Accordingly, I am convinced that the complaint fails to state cause of action and that it should be dismissed.
In so ruling, however, I hasten to add that by no means do I intend to insinuate that a merger can be rendered immune from attack by the simple device of structuring the merger agreement so as to require that it be approved by a majority of the minority shareholders. I do think, however, that where the terms of the merger are ratified and approved by a majority of those shareholders who otherwise would have been powerless to stop it, and when approval is made to depend on the minority vote, then the Singer rationale is inapplicable and the burden should shift to the complaining member of the minority to show fraud, misrepresentation, or other conduct attributable to the majority shareholder which would warrant setting aside the affirmative vote of the minority for their own benefit. Compare Michelson v. Duncan, Del.Supr., 407 A.2d 211 (1979).

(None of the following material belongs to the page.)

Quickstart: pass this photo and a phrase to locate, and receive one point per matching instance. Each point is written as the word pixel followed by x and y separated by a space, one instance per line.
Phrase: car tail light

If a single shareholder has long since lost his common law right to veto a merger, Singer v. Magnavox Co., supra, at 380 A.2d 978, I see no reason why a single minority shareholder should now be able to invoke a fairness hearing and impose the burden upon a majority shareholder to prove the fairness of the terms of a merger in a possible hypothetical situation wherein the majority shareholder has not used its majority position to approve the plan and where the success of the merger is made to depend upon the approval of the minority shareholders, all of whom save one have given their assent. Yet this would seem to be a potential result if the complaint here were held to state cause of action.
The motion to dismiss the complaint in its present form will be granted. An appropriate form of order may be submitted.